1. Abdulhamid, uyguladığı zorbalık ve baskı politikası, siyasal özgürlükleri kısıtlaması ve bu kısıtlamaların ticarete, eğitime ve verimli çalışması gereken kamu yönetime verdiği zararlar dolayısıyla da sert bir dille eleştirilir hale gelmiş. Mevcut düzen, özellikle rüşvet, vergilerin yalnızca "sarayın" çıkarları doğrultusunda toplanıp harcanması ve mutlakiyetçi yönetimin sürmesiyle suçlanırmış. Size de tanıdık geldi değil mi? Tüccarlara da pasaport verilmiyormuş. Mesele kişilerin seyahat özgürlüğünü kıstlamanın ötesinde; Mesele ticaret ve sanayinin gelişmesine de engel olması. Hükümet tarımsal gelişmelere de ilgisizlik gösterdiğinden gitgide tarımsal üretim azalmış. Böylece köylü içler acısı bir durum içine düşmüş. Bu kısmı da çok tanıdık! Ormancılık ve madencilik alanındaki yatırımlarda ise sermaye sahibi özel girişimciler yerine sarayda görevli ya da saraya yakınlığı olan kişilere ayrıcalık tanınmış. Ve bu da çok tanıdık.

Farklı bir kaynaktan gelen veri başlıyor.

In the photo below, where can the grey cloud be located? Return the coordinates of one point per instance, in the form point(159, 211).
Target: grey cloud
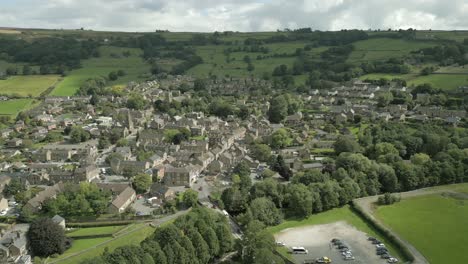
point(241, 15)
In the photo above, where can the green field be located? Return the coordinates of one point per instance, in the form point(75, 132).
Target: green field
point(384, 48)
point(338, 214)
point(136, 234)
point(30, 85)
point(13, 107)
point(435, 225)
point(133, 65)
point(443, 81)
point(90, 231)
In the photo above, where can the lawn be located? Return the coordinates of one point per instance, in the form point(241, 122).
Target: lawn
point(14, 106)
point(138, 232)
point(338, 214)
point(29, 85)
point(104, 230)
point(111, 59)
point(384, 48)
point(434, 224)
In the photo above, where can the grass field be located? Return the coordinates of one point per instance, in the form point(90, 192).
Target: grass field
point(434, 224)
point(443, 81)
point(13, 107)
point(338, 214)
point(384, 48)
point(134, 66)
point(95, 231)
point(137, 233)
point(30, 85)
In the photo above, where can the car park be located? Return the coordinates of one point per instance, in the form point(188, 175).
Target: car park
point(323, 260)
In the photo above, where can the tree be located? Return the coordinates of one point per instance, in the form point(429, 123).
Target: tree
point(278, 109)
point(346, 144)
point(137, 102)
point(265, 211)
point(78, 134)
point(27, 70)
point(190, 198)
point(281, 167)
point(261, 152)
point(280, 139)
point(113, 76)
point(384, 99)
point(46, 237)
point(142, 182)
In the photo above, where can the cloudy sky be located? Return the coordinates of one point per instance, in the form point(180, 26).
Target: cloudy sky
point(237, 15)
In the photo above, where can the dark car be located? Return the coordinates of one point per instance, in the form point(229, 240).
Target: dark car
point(381, 252)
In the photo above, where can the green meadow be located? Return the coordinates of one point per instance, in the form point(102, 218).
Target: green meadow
point(435, 224)
point(111, 59)
point(29, 85)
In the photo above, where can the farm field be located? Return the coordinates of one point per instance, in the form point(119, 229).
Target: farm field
point(443, 81)
point(132, 235)
point(30, 85)
point(384, 48)
point(444, 216)
point(13, 107)
point(90, 231)
point(343, 214)
point(134, 66)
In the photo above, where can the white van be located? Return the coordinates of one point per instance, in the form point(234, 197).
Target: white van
point(299, 250)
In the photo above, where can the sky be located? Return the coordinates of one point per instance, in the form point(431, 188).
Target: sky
point(235, 15)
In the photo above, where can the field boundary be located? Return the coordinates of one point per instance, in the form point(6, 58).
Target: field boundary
point(401, 245)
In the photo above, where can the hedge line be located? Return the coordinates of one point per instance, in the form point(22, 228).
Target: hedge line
point(384, 231)
point(91, 236)
point(99, 224)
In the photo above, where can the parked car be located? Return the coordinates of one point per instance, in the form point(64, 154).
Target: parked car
point(280, 244)
point(323, 260)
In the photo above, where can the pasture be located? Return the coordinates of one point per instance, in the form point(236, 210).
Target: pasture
point(29, 85)
point(111, 59)
point(384, 48)
point(435, 224)
point(12, 107)
point(92, 247)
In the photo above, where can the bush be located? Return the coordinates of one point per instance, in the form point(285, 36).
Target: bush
point(387, 199)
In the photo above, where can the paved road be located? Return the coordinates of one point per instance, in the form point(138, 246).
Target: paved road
point(367, 204)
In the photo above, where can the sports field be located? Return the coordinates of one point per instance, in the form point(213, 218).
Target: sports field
point(435, 224)
point(29, 85)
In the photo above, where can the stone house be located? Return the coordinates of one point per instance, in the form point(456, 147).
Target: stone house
point(122, 201)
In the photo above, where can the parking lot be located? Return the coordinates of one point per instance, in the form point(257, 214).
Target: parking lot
point(316, 239)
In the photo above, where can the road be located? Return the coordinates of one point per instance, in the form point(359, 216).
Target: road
point(366, 203)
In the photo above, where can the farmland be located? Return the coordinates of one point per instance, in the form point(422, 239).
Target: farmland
point(412, 218)
point(30, 85)
point(111, 59)
point(92, 247)
point(13, 107)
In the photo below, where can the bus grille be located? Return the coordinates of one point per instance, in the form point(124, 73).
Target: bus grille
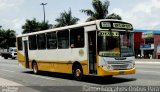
point(119, 67)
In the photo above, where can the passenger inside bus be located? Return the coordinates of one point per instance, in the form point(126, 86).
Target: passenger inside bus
point(78, 42)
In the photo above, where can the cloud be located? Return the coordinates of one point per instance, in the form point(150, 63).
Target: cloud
point(144, 15)
point(9, 4)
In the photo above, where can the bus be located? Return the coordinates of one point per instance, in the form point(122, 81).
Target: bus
point(101, 48)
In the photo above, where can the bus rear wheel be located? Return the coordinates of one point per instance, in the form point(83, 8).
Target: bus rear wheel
point(77, 73)
point(35, 68)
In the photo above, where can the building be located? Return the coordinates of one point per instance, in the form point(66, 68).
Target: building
point(147, 43)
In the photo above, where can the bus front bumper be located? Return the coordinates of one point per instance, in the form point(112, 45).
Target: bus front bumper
point(102, 72)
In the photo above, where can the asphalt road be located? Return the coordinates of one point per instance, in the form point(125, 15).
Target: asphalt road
point(147, 74)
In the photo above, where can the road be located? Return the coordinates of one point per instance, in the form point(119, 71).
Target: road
point(12, 74)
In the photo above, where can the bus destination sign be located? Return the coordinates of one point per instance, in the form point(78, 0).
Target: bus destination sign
point(115, 25)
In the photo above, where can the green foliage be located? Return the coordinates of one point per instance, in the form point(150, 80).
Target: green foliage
point(100, 10)
point(66, 19)
point(114, 16)
point(7, 38)
point(34, 25)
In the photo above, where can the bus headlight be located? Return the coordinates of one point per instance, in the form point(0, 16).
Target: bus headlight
point(108, 67)
point(130, 66)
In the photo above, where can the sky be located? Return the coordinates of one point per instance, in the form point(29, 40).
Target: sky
point(143, 14)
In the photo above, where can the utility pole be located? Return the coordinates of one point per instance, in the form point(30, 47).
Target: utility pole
point(44, 9)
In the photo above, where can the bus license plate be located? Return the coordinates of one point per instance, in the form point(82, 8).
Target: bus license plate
point(121, 72)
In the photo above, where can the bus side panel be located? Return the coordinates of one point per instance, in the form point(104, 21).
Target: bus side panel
point(21, 58)
point(102, 72)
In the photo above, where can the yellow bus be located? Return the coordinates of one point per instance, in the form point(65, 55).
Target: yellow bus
point(101, 48)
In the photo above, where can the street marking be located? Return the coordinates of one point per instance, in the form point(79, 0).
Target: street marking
point(42, 77)
point(30, 75)
point(5, 82)
point(7, 70)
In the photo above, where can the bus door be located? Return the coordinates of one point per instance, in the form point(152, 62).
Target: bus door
point(92, 52)
point(26, 53)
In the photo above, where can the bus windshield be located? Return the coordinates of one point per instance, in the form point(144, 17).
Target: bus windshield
point(115, 44)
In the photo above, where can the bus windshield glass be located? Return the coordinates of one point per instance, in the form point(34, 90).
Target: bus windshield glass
point(115, 44)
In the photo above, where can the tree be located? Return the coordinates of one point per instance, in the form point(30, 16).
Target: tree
point(100, 10)
point(114, 16)
point(66, 19)
point(7, 38)
point(34, 25)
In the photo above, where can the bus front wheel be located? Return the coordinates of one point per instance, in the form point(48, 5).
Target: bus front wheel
point(78, 73)
point(35, 68)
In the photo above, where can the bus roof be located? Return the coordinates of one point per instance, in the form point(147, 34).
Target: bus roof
point(69, 27)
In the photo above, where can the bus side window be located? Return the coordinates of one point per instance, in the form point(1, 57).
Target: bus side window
point(41, 40)
point(51, 40)
point(77, 38)
point(63, 39)
point(20, 47)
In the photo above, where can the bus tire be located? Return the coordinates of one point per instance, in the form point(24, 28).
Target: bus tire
point(35, 68)
point(77, 73)
point(5, 57)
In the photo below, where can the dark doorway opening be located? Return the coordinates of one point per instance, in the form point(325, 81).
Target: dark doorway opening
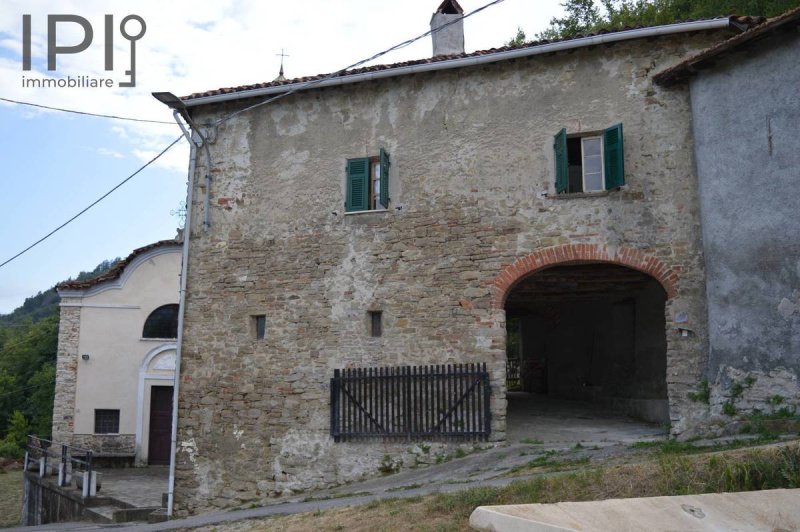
point(158, 448)
point(590, 333)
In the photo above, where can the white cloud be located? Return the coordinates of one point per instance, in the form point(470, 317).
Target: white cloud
point(110, 153)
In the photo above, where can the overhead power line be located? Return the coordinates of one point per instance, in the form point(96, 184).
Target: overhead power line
point(115, 117)
point(95, 202)
point(228, 117)
point(357, 64)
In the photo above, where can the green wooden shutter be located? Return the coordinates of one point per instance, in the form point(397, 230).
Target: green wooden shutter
point(384, 199)
point(613, 160)
point(357, 184)
point(562, 168)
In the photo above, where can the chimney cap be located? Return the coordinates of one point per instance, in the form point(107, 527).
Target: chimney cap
point(450, 7)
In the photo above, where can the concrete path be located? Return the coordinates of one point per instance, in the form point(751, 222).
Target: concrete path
point(559, 430)
point(139, 487)
point(770, 510)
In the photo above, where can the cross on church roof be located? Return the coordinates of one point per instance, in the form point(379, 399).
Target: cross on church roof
point(281, 77)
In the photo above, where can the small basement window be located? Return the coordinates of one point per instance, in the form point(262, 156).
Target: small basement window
point(368, 183)
point(258, 326)
point(589, 162)
point(376, 323)
point(106, 421)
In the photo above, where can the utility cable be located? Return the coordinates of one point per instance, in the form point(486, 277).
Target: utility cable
point(232, 115)
point(354, 65)
point(95, 202)
point(115, 117)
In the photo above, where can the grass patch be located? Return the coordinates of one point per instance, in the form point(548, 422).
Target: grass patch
point(10, 498)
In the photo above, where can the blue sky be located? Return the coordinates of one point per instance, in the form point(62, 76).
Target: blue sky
point(55, 164)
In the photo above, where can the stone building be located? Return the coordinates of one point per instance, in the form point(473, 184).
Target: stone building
point(406, 214)
point(116, 357)
point(748, 162)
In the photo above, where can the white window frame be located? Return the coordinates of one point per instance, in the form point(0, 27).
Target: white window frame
point(602, 164)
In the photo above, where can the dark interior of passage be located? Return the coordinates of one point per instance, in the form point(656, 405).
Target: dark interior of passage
point(590, 332)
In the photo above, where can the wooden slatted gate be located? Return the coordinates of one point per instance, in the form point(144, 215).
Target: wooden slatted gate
point(437, 402)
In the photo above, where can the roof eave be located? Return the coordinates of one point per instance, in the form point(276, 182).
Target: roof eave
point(639, 33)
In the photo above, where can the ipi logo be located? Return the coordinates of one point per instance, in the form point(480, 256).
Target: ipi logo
point(54, 50)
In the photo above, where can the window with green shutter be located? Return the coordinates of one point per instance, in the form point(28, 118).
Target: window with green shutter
point(589, 162)
point(358, 184)
point(368, 183)
point(560, 146)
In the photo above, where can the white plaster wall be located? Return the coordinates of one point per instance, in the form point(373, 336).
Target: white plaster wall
point(111, 322)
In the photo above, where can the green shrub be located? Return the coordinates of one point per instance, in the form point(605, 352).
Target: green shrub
point(11, 450)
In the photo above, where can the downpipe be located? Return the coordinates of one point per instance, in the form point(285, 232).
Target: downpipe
point(187, 227)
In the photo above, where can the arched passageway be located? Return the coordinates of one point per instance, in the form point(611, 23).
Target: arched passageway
point(586, 343)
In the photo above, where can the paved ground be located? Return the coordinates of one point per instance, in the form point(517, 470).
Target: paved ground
point(140, 487)
point(775, 510)
point(559, 425)
point(555, 421)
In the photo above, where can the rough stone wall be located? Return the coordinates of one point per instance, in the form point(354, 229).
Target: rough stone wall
point(748, 159)
point(109, 444)
point(472, 155)
point(69, 326)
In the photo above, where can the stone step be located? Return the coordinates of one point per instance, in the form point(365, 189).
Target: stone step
point(159, 516)
point(100, 514)
point(115, 514)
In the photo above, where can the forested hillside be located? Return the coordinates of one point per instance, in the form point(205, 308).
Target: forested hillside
point(28, 342)
point(590, 16)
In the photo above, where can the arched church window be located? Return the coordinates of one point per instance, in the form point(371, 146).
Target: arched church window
point(162, 323)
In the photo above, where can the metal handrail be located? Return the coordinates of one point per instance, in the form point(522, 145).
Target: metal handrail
point(70, 458)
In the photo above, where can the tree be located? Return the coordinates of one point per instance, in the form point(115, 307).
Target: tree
point(519, 40)
point(13, 445)
point(584, 16)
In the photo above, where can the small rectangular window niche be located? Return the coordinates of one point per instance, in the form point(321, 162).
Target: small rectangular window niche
point(259, 326)
point(375, 323)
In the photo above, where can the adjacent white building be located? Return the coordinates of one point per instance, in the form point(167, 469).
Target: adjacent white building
point(116, 357)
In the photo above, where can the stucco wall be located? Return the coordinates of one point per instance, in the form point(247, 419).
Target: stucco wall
point(110, 318)
point(472, 153)
point(746, 113)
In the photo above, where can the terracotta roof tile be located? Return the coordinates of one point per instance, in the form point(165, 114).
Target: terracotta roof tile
point(684, 69)
point(742, 21)
point(118, 268)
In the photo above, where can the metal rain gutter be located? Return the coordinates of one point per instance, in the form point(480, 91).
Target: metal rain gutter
point(187, 227)
point(640, 33)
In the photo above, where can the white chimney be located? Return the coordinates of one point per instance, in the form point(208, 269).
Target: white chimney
point(448, 40)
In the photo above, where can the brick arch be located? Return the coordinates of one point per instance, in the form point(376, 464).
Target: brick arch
point(574, 253)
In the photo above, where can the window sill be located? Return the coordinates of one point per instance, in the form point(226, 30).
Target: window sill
point(576, 195)
point(374, 211)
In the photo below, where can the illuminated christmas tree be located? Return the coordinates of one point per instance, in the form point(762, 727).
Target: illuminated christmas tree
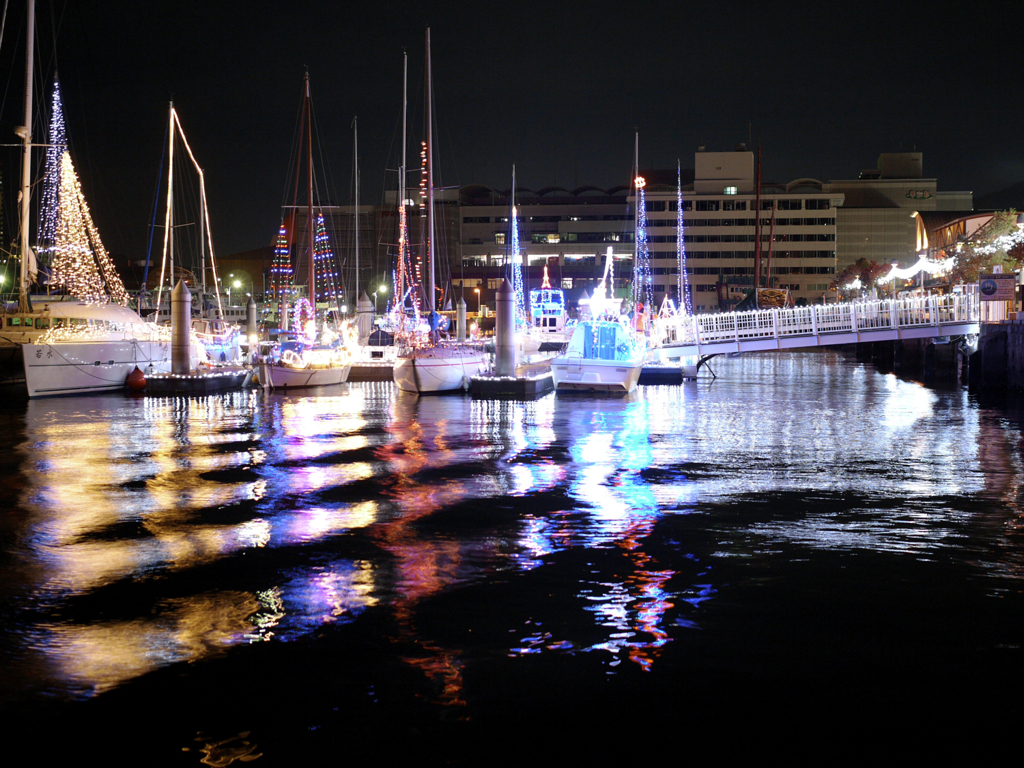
point(281, 268)
point(325, 266)
point(80, 262)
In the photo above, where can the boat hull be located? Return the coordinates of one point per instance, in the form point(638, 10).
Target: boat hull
point(87, 367)
point(438, 370)
point(594, 376)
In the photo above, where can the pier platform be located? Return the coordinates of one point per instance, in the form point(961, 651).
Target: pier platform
point(198, 382)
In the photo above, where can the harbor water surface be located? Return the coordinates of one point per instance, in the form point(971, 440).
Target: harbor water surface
point(804, 554)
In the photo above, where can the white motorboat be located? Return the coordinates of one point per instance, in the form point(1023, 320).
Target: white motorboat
point(441, 368)
point(312, 368)
point(601, 356)
point(92, 348)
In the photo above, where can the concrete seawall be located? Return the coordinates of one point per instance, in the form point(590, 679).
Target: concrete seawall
point(998, 364)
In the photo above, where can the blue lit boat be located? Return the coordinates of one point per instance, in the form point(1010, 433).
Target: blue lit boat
point(601, 356)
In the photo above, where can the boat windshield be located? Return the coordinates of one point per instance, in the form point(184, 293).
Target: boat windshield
point(602, 341)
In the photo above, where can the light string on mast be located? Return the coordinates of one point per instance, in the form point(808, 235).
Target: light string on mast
point(643, 291)
point(281, 269)
point(684, 281)
point(80, 261)
point(325, 266)
point(52, 178)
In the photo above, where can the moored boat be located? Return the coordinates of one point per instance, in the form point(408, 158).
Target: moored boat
point(601, 356)
point(93, 348)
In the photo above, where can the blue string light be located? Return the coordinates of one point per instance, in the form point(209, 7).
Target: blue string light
point(515, 267)
point(684, 281)
point(643, 289)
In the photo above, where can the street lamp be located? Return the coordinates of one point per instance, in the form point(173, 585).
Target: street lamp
point(381, 290)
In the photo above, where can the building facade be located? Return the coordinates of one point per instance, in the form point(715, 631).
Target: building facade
point(878, 219)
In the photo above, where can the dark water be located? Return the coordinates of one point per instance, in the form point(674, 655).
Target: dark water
point(805, 555)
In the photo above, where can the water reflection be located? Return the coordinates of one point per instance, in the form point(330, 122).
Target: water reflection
point(209, 522)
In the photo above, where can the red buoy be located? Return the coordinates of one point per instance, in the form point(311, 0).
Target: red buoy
point(136, 380)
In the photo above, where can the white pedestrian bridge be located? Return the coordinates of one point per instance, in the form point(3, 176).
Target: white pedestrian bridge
point(819, 325)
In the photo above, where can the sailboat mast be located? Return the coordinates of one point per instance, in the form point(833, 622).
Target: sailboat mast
point(430, 183)
point(24, 305)
point(168, 255)
point(399, 299)
point(355, 165)
point(311, 281)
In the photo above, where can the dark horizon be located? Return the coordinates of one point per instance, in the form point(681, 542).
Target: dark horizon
point(822, 90)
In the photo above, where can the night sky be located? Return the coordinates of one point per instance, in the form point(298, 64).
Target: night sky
point(557, 88)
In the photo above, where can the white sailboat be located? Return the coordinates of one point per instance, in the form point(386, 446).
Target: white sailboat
point(220, 338)
point(308, 361)
point(92, 344)
point(424, 363)
point(604, 354)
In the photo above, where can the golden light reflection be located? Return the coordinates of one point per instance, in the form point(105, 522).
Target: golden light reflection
point(99, 656)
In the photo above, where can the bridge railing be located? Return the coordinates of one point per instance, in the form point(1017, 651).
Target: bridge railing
point(821, 320)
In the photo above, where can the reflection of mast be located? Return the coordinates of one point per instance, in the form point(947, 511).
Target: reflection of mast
point(311, 270)
point(430, 184)
point(25, 132)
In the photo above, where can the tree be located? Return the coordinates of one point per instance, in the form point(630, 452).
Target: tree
point(998, 242)
point(865, 270)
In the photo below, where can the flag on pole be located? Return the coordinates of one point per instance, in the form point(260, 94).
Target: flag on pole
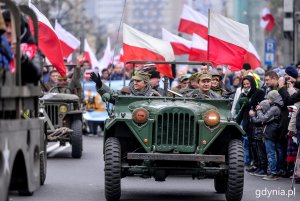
point(140, 46)
point(49, 43)
point(89, 55)
point(107, 57)
point(68, 42)
point(180, 45)
point(192, 21)
point(252, 57)
point(228, 41)
point(199, 49)
point(267, 20)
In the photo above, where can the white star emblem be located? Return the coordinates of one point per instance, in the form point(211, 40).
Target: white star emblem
point(6, 153)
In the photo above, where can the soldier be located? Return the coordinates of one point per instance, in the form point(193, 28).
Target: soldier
point(204, 91)
point(138, 86)
point(215, 82)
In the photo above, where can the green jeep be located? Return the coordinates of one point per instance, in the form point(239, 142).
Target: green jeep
point(64, 120)
point(173, 136)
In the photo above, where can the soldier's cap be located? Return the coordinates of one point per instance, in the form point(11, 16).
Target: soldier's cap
point(182, 78)
point(61, 77)
point(194, 77)
point(204, 76)
point(143, 76)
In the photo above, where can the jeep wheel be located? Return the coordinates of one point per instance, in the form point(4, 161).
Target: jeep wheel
point(220, 182)
point(43, 162)
point(112, 169)
point(76, 138)
point(235, 183)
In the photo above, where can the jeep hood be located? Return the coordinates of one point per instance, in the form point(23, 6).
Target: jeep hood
point(157, 105)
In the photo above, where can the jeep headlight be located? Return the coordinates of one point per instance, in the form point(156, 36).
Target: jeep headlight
point(140, 116)
point(63, 108)
point(211, 118)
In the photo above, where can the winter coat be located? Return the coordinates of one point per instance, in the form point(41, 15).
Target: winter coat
point(271, 119)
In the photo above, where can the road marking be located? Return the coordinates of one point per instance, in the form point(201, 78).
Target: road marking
point(52, 147)
point(59, 150)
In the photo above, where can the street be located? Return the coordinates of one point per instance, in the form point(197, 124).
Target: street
point(82, 180)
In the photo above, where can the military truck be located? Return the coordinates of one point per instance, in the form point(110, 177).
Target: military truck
point(63, 118)
point(22, 137)
point(173, 136)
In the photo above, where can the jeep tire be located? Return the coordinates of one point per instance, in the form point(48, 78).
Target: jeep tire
point(112, 169)
point(220, 183)
point(235, 182)
point(76, 138)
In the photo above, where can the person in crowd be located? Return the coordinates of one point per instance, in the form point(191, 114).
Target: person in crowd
point(30, 58)
point(53, 80)
point(182, 85)
point(118, 73)
point(260, 149)
point(216, 82)
point(204, 91)
point(271, 120)
point(193, 81)
point(104, 75)
point(248, 99)
point(139, 86)
point(154, 81)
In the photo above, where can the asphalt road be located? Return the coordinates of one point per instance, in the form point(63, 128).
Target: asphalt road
point(83, 180)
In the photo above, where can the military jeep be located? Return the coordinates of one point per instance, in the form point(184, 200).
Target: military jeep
point(173, 136)
point(64, 120)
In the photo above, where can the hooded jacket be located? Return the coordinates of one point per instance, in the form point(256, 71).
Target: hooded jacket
point(271, 119)
point(254, 96)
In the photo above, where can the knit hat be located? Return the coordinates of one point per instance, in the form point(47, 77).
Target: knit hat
point(204, 76)
point(246, 66)
point(272, 95)
point(143, 76)
point(154, 74)
point(265, 105)
point(292, 71)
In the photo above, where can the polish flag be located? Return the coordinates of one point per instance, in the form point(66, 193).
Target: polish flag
point(192, 21)
point(107, 57)
point(49, 42)
point(199, 49)
point(140, 46)
point(89, 55)
point(228, 41)
point(252, 57)
point(180, 45)
point(68, 42)
point(267, 20)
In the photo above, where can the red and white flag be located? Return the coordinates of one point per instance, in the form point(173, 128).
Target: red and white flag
point(68, 42)
point(89, 55)
point(49, 43)
point(140, 46)
point(199, 49)
point(192, 21)
point(107, 57)
point(267, 20)
point(252, 57)
point(228, 41)
point(180, 45)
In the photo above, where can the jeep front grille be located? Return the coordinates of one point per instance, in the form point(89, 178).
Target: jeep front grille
point(175, 131)
point(52, 111)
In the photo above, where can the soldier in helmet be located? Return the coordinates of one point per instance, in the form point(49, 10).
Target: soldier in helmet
point(215, 82)
point(204, 91)
point(138, 86)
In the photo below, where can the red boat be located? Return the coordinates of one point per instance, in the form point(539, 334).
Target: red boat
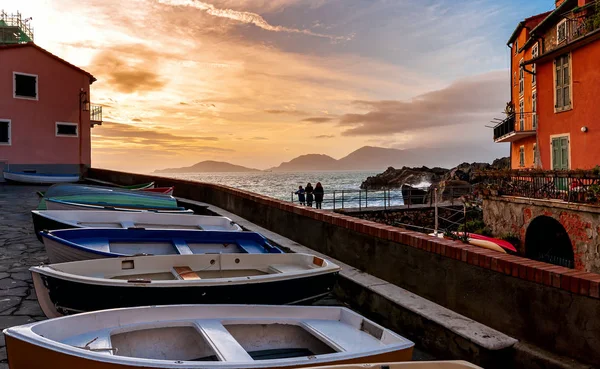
point(163, 190)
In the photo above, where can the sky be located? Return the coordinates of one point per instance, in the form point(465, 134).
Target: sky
point(258, 82)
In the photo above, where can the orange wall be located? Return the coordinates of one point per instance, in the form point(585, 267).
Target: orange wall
point(33, 122)
point(584, 147)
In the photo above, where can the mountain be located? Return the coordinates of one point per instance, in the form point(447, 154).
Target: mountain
point(208, 166)
point(379, 158)
point(308, 162)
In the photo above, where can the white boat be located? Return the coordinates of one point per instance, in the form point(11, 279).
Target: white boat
point(453, 364)
point(62, 219)
point(204, 336)
point(40, 178)
point(54, 204)
point(266, 279)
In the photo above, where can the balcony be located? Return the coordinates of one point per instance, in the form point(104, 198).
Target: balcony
point(95, 115)
point(515, 127)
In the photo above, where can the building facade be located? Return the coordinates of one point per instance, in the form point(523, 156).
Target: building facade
point(555, 81)
point(45, 114)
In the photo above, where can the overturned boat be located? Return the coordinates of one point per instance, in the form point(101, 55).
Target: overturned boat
point(272, 279)
point(95, 243)
point(204, 336)
point(63, 219)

    Başlığa konu devrimin halk hareketine dönüşmesinde ciddi bir etkidir yukarıda anlatılanlar. Genç subaylar devletin mevcut düzeninden, araplaşmasından oldukça rahatsızlardı zaten. Makedonya'nın "barışa kavuşması" için İngiltere ve rusya'nın ortak hareket etmesi de devrimin fitilini ateşlemiş. Bu olaydan sonra niyazi bey, resne'de ayaklanmayı başlatmış. Subay olan Niyazi bey'in girişimi ile bölgedeki halk, ittihat ve terakki cemiyeti'nin yönetimi altında örgütlenmiş. Daha sonra dağlardaki çeteleri izlemek bahanesi ile yüz kadar askerle birlikte, örgütlenmiş silahlı halkı dağa gödermiş. Halktan ve ordunun içerisindeki subaylardan geniş katılım bulan bu hareketi bastırmak için Abdülhamid de boş durmamış. Tüm zor kullanmaların ve subayları caydırma çabaların faydasız olduğunu anlayınca anlaşma yoluna gitmek zorunda kalmış. 23 temmuz sabahı 1908'de ittihat ve terakki cemiyeti meşrutiyet'i ilan etmiş. İttihat ve terakki cemiyeti bundan sonraki adımını kanuni esasi'yi değiştirmek üzere atmış. 1909 yılında da padişaha geniş yetki veren maddeler değiştirilerek yürütme yetkisi meclise verilmiş. Ancak Anayasa’nın değiştirilmiş halinde de padişahın kişiliğinin mukaddes ve sorumsuz olması ilkesi varlığını korumuş. Egemenlik yine saltanat makamına aitmiş. Sadrazam ve Şeyhülislamın atanması yetkileri yine padişaha aitmiş.

    Ama 1908 devriminin cumhuriyet'in kurulmasında çok önemli bir rolü vardır. Atatürk de bunun bilinci ile resneli niyazi'ye teşekkür etmiştir.